No matter which BI portal configuration is chosen, the number one priority for any portal is to create a usable and engaging solution by investing in upfront user experience (UX) design. UX forethought will ensure engaging interactions and simple and usable navigation. The goal of any BI portal should be to serve the whole person, and not just the analytics function of their role.
During the UX research and design process, user personas will be developed and an inventory of content and assets will be taken. Those pieces will guide the development of the site architecture, but will also be essential for determining permissions for each user. For example, executives should have access to all content on the BI portal, but other users may only be able to see insights relevant to their teams. While the point of a BI portal is to make insights more accessible across an organization, it should also consider that some content is sensitive and may need protections.
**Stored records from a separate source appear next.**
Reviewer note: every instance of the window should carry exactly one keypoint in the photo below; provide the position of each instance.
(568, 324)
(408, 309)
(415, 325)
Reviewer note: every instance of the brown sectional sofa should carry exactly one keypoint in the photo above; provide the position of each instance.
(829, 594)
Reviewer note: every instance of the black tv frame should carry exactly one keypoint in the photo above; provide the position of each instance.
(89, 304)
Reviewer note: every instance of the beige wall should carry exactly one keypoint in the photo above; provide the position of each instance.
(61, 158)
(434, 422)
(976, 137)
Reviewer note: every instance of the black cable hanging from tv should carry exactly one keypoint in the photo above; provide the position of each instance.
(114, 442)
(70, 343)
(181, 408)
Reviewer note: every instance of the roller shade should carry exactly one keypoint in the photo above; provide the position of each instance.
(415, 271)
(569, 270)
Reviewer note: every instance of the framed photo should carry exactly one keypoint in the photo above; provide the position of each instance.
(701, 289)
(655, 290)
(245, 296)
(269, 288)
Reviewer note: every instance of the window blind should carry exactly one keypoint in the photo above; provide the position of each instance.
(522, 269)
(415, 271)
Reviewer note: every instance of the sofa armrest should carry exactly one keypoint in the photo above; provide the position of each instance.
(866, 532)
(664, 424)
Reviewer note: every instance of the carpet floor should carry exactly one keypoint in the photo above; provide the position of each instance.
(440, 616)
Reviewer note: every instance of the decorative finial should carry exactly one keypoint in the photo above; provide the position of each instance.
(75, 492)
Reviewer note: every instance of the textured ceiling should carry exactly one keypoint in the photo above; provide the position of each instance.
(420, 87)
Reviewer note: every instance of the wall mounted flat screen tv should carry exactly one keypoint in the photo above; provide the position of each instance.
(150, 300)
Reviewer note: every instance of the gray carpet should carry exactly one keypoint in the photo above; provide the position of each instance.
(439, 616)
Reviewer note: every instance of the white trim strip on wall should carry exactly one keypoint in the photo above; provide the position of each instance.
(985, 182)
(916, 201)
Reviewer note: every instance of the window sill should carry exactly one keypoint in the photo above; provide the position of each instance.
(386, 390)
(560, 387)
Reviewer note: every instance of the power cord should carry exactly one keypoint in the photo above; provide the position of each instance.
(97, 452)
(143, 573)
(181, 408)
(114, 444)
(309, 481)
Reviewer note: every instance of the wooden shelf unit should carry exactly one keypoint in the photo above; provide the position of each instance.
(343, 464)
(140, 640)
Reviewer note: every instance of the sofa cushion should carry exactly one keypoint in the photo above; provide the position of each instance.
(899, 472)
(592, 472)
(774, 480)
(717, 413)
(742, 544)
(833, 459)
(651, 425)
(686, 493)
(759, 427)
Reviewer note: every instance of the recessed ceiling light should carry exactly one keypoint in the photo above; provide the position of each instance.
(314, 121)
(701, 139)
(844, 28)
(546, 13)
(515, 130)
Also, while the BI portal is powerful enough to allow users to edit dashboards internally, for some users, read-only privileges may be necessary to protect the integrity of the assets.
Determine features and content
BI portals don’t have to be all analytics all of the time. BI dashboards are the primary focus, but, in order to keep the portal continuously engaging for a broad audience, it is important to include other features to promote collaboration and interest. Here are some features and content to consider:
• Communications tool – Conversations around data and insights should reside alongside content so that users full understanding of each topic or project. BI portals can include an internal chat application or integrate external tools, such as Slack.
• Discoverability features – A user’s ability to find content will determine whether that user will continue to engage with the tool. The portal should have a robust search feature and also allow users to tag and filter content in a way that makes the portal more usable to them.
• Shared spaces – BI portals can also host team project sites, shared calendars, project timelines, etc. The shared space can be built into the portal or can link to an already-established external sites.
• Social connection – Embed business Twitter and LinkedIn feeds into the BI portal to increase user connection to the business as a whole.
• Training materials – It should be simple for users to find training documentation and videos within the BI portal.
BI portals are charting new territory at an intersection of knowledge management and content management. They are mighty enough to integrate and support the complex tools that crunch data and allow businesses to communicate and collaborate more efficiently. They are flexible enough to customize to fit the needs of any business and allow for future scaling. They also question our traditional methods of organizing and storing content. Whether a BI portal is leveraged for an analytics hub, a gateway to all content or a one-stop destination for all insights and content, these portals allow organizations to evolve to become insight-driven in their operations and decision-making.